The book begins with a story told by Cadence Sinclair, the book's protagonist. She talks about her life and her summers, before Summer Fifteen, that she spent on a private island, owned by her grandparents. The island, which is near Martha's Vineyard, has four houses for each child and their family. and staff facilities. She then tells how she got to know an Indian boy named Gat and how she fell deeply in love with him.
In Summer Fifteen (as in the fifteenth year Cadence has spent the summer on the island) they have a relationship, but they reach a rocky road when the accident happens. Cadence is found seriously injured in the water, near the beach. She suffers migraines since then and is not able to remember much of Summer Fifteen except details of her accident. Even with this information, her mother refuses to disclose what happened in Summer Fifteen. Because of the accident, Cadence is held back one year and retakes her classes, but in constant pain and as a significantly different person.

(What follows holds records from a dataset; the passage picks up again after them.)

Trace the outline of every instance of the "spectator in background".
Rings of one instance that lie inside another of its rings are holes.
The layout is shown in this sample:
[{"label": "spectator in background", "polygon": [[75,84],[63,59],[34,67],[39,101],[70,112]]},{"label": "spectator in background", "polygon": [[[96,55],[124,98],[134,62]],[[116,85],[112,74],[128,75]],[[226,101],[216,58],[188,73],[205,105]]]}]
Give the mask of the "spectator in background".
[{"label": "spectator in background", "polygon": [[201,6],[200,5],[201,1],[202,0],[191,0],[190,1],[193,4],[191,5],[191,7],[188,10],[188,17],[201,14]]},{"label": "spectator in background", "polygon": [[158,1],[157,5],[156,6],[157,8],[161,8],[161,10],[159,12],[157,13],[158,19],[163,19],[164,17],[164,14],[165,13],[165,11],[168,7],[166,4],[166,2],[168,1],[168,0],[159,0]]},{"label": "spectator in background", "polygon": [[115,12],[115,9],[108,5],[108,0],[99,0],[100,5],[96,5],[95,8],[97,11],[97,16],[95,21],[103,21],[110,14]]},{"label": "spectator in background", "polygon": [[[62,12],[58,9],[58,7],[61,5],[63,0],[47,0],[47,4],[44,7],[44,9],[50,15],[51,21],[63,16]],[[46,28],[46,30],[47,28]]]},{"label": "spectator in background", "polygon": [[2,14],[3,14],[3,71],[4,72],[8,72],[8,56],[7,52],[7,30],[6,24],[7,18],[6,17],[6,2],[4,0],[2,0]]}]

In Summer Sixteen, Cadence is told by her mother that she will be travelling Europe with her father. Despite resisting, Cadence goes on the trip; next Summer, she returns to the island.

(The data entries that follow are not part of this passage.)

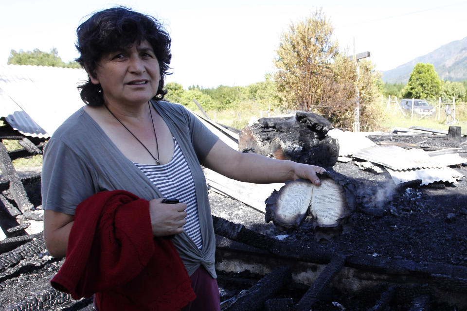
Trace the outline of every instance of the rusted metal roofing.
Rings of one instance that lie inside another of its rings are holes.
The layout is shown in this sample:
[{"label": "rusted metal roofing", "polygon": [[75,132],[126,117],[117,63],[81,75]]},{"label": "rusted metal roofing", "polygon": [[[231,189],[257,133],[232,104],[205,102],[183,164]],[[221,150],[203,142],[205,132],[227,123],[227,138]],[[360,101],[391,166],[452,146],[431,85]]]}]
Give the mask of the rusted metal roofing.
[{"label": "rusted metal roofing", "polygon": [[0,117],[20,133],[47,137],[84,103],[82,69],[0,65]]}]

When she does return, just about everything on the island is different. Everyone, including the Liars, (the cousins and good friends of Cadence who also go to the island) acts nervously and secretively around Cadence; and one of the houses on the island is remodeled to a modern, sleeker aesthetic. Over time, Cadence remembers more and more about Summer Fifteen and her relationship with Gat. She eventually remembers that her family and her extended family were arguing over who gets the inheritance. She also remembers that her grandfather towards Gat and his uncle (implied from how he reacted to Gat and Cadence kissing in an attic in one of the houses; and how he acted toward's Gat's uncle marrying a family member).

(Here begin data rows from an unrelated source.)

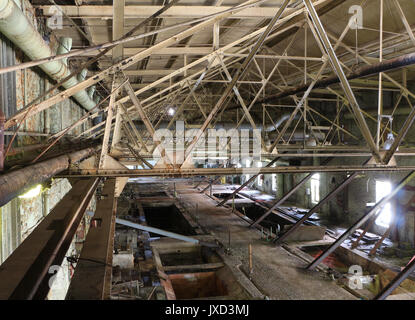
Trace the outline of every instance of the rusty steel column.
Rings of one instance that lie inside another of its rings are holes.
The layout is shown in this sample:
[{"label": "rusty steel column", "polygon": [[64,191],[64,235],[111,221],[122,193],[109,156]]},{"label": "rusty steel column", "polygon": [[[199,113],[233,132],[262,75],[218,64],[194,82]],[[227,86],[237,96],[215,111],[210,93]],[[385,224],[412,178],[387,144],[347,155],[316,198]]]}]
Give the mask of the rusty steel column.
[{"label": "rusty steel column", "polygon": [[3,111],[0,109],[0,172],[4,168],[4,123],[6,122],[6,117]]}]

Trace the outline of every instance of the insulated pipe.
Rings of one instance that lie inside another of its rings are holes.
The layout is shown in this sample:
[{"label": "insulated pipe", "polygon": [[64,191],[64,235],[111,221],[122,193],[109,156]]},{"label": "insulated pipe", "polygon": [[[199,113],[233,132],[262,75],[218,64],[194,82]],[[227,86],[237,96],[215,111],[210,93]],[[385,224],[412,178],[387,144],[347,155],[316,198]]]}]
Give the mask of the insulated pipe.
[{"label": "insulated pipe", "polygon": [[[19,47],[31,60],[38,60],[54,55],[39,32],[33,27],[13,0],[0,0],[0,32]],[[67,44],[72,42],[67,39],[65,41]],[[65,53],[69,50],[61,46],[59,52]],[[39,67],[56,82],[60,82],[71,73],[63,61],[48,62]],[[63,87],[69,89],[76,84],[78,84],[78,80],[74,76],[65,81]],[[88,111],[95,107],[95,102],[85,90],[78,91],[73,97]]]},{"label": "insulated pipe", "polygon": [[0,207],[94,152],[94,148],[86,148],[0,175]]}]

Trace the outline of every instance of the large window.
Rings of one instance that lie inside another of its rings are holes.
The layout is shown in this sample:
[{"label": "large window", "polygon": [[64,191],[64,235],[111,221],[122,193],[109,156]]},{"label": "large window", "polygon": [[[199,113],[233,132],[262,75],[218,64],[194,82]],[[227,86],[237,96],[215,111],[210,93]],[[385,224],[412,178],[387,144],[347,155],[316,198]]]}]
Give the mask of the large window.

Towards the end of the book, Cadence remembers what happened during Summer Fifteen. While drinking wine, the Liars drunkenly plan to stop their families from tearing each other apart by burning down one of their grandfather's house using gasoline from the boat house. The plan was to soak a number of objects around the house in gasoline, soak the second floor in gasoline, light the second floor on fire using paper towels, and then light the first floor on fire. However, the plan quickly goes awry as Cadence lights the living room on fire first. This traps and kills the family dogs, and the Liars. Suffering from burns gained from escaping the fire, Cadence dives into the water in her underwear, explaining why she was in the water earlier in the book. Upon this realization, she quickly realizes that the Liars were "ghosts", formed out of Cadence's guilt. She comes to terms with the Liars one-by-one and with Gat. The book ends with Cadence significantly better than she was after her injuries sustained Summer Fifteen.

Monday, July 11, 2016

HOMEGOING BY YAA GYASI

Two half sisters, Effia and Esi, unknown to each other, are born into different villages in eighteenth-century Ghana. Effia is married off to an Englishman and will live in comfort in the palatial rooms of Cape Coast Castle, raising children who will be sent abroad to be educated before returning to the Gold Coast to serve as administrators of the empire. Esi, imprisoned beneath Effia in the Castle's women's dungeon and then shipped off on a boat bound for America, will be sold into slavery.

Stretching from the wars of Ghana to slavery and the Civil War in America, from the coal mines in the American South to the Great Migration to twentieth-century Harlem, Yaa Gyasi's novel moves through histories and geographies.